Beim Rossini Opera Festival in Pesaro verlässt sich das Regieteam Moshe Leiser und Patrice Caurier auf die üblichen komödiantischen Versatzstücke, von übergroßen Nasen und ausgestopften Bäuchen und Hintern bis hin zum Flachmann, aus dem der Diener Frontino – der planende Kopf der Intrige – ohne szenische Begründung einen Schluck zieht. Die Mühe, jenseits längst nicht mehr witzig wirkender Konventionen die komischen, aber auch melancholischen Züge der Charaktere mit den Darstellern auszuarbeiten, macht sich die Regie nicht. So rollt auf der großmustrig tapezierten Bühne Christian Fenouillats ein flott-burleskes Spiel von mäßiger Relevanz ab; das Potenzial von Rossinis und Gasbarris Schöpfung bleibt unausgereizt.

Auch Carlo Rizzi am Dirigentenpult schöpft nicht immer aus, was Rossinis Partitur für Möglichkeiten bietet. Das Orchestra sinfonica nazionale della RAI, das zwei Tage zuvor in Rossinis „Semiramide“ seine Brillanz und gestalterische Subtilität gezeigt hatte, animiert Rizzi schon in der Ouvertüre zu schnellem, aber nicht federndem Spiel. Übergänge werden nicht ausgekostet, Finessen in der Instrumentation bleiben beiläufig. Später gelingt das Tempo schlüssiger, auch szenisch-musikalische Momente wie das komisch gebrochene Hörner-Pathos der Begrüßung zwischen Gamberotto und Buralicchio, dem geckenhaften Wunsch-Ehemann für seine Tochter, verfehlen ihre Wirkung nicht.


Foto: Amato Bacciardi

In solchen Momenten sind Paolo Bordogna (Gamberotto) und Davide Luciano (Buralicchio) mit Elan bei der Sache; auch im herrlich aufgedrehten Quartett des ersten Akts pflegen sie solide Ensemblekultur. Pavel Kolgatin schmachtet in der Eröffnungsszene nicht nur nach seiner fernen Geliebten, sondern auch noch ein wenig nach dem Kern seiner Töne; im zweiten Akt erfüllt er die große Arie und die Cavatina des Ermanno dann mit ziseliertem Feingesang, sensiblem Legato und kultivierter Tonbildung.

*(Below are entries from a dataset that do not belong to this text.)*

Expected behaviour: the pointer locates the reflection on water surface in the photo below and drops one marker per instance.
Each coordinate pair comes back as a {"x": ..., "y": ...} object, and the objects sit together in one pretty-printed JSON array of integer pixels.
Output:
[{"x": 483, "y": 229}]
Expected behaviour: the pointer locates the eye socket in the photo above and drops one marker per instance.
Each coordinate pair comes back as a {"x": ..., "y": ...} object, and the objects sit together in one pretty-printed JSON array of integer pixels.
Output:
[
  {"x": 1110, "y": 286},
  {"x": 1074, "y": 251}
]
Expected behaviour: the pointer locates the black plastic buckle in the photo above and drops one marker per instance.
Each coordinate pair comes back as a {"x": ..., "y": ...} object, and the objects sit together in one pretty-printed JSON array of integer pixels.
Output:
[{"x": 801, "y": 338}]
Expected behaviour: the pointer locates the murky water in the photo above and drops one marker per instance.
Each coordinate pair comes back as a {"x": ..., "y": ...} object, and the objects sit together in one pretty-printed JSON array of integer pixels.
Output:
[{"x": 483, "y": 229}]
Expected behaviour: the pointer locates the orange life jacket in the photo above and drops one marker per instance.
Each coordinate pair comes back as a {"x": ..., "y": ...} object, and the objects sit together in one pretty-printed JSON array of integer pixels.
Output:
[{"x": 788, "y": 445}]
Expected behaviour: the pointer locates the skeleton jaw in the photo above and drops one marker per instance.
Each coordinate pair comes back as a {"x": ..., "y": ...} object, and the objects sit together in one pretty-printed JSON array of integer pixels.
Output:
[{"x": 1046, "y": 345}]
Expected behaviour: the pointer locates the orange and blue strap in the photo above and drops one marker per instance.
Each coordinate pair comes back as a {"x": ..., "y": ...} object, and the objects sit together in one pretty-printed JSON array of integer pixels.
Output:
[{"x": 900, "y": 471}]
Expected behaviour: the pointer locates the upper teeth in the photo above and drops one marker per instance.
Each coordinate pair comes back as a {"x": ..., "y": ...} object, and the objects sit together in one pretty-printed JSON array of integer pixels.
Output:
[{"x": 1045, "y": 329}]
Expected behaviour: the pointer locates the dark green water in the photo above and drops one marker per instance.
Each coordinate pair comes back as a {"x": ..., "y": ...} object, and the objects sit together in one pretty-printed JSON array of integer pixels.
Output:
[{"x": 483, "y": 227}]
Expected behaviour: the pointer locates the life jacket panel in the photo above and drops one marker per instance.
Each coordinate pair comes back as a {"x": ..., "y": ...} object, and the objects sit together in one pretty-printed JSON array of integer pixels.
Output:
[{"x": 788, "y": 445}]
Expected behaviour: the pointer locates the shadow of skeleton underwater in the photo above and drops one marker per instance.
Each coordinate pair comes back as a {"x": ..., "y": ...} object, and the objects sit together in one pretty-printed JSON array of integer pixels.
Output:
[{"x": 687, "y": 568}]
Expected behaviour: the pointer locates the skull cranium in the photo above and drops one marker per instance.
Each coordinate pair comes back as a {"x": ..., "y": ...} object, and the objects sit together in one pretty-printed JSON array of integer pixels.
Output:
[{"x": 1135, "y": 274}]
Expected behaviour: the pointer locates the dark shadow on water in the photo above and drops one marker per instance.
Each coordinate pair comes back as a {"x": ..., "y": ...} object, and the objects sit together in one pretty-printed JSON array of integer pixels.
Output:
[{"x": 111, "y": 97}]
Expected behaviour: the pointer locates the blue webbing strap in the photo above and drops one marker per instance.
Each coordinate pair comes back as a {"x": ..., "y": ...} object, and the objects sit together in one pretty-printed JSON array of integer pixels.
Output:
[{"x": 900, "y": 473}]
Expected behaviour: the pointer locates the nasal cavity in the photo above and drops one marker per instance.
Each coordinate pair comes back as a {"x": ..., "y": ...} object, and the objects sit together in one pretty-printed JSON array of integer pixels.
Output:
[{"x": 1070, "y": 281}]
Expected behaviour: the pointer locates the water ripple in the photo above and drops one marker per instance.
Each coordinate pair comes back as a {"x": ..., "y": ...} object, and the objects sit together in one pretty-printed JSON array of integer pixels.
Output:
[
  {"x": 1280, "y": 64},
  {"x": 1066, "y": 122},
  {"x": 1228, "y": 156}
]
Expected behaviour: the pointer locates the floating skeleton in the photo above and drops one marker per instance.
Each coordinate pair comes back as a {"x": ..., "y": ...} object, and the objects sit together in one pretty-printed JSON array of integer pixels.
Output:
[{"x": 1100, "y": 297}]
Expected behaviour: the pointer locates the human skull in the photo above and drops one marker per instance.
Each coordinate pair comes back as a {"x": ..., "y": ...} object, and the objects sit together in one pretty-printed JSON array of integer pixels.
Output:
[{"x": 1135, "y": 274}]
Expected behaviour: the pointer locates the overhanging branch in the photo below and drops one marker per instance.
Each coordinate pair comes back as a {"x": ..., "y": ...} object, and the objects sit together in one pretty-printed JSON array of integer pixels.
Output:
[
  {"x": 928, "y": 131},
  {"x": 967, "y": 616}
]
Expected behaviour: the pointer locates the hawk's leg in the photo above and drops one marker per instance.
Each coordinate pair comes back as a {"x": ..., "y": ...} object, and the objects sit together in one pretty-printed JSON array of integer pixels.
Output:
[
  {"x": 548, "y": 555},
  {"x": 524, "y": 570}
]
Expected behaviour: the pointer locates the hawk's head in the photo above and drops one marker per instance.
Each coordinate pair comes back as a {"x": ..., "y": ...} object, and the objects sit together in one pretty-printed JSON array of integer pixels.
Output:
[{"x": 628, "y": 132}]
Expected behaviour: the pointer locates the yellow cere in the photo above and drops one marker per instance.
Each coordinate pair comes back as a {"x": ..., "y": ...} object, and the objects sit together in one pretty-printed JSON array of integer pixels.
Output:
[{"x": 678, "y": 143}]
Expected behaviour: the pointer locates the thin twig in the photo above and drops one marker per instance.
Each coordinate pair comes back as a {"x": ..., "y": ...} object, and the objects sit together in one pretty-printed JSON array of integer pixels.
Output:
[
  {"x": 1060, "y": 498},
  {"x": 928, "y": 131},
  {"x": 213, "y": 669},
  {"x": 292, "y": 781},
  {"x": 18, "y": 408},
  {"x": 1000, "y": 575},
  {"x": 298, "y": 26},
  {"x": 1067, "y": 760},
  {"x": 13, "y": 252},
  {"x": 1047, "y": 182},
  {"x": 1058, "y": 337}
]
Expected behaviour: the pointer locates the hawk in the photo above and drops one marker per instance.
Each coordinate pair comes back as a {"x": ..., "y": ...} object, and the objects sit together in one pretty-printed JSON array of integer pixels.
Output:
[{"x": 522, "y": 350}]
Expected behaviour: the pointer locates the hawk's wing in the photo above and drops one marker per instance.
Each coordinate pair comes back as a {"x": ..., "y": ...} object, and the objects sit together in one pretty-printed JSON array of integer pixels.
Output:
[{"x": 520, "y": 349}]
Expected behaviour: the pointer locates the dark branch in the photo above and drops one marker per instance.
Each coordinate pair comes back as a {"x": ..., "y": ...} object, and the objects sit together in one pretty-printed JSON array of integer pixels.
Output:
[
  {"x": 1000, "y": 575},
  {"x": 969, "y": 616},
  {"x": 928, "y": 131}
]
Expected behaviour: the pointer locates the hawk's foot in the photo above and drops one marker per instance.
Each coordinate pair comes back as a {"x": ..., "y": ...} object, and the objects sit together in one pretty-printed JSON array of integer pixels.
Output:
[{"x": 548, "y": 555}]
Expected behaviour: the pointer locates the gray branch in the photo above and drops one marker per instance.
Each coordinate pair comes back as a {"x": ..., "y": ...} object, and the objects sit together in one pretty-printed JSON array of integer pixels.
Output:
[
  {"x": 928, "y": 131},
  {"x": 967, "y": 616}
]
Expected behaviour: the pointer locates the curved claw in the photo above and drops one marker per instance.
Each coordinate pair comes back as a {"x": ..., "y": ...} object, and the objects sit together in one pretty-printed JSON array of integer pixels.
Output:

In einer ausgedehnten Cavatina mit Chor stellt sich die philosophische Tochter des arrivierten Landmanns vor: Ernestina, in eine Mischung aus biedermeierlichem Hochzeits- oder Puppenkleid (Kostüm: Agostino Cavalca) gehüllt, beklagt eine Leere in ihrem Herzen, die sie selbst nicht benennen, der Zuhörer aber unschwer zuordnen kann. Die Szene lebt aus dem köstlich uneindeutigen Spiel von Ironie und der inneren Betroffenheit einer jugendlichen Seele, die sich selbst noch nicht gewiss ist. Teresa Iervolino gestaltet diese Ambiguität treffend, überzeugt in den Ketten präzis perlender Koloraturen aber mehr als in ihrer Tonbildung, die je nach der Richtung der Registerwechsel einmal kernlos abgeflacht, einmal angestrengt fokussiert wirkt. Die Sängerin, die in Mailand, Salzburg und Paris aufgetreten ist und in der nächsten Spielzeit Rosina in Berlin und Cenerentola in München singen wird, bleibt dem Ideal einer ausgeglichenen Formung des Tons noch einiges schuldig.

Das Dienerpaar, das sich mit dem mittellosen, aber letztlich dank der Solidarität des „niederen“ Stands erfolgreichen Ermanno verbündet hat, wird von Claudia Muschio (Rosalia) mit ansprechend leuchtendem Sopran und dem spielfreudigen jungen Tenor Manuel Amati (Frontino) mit noch nicht ganz gesichertem Material gestaltet. Eine Rossini-Rarität, der man den Weg ins Repertoire dringend wünscht, vor allem, wenn eine zupackende Regie verstünde, ihr frivoles Potenzial mit Geschmack und Feinsinn freizulegen.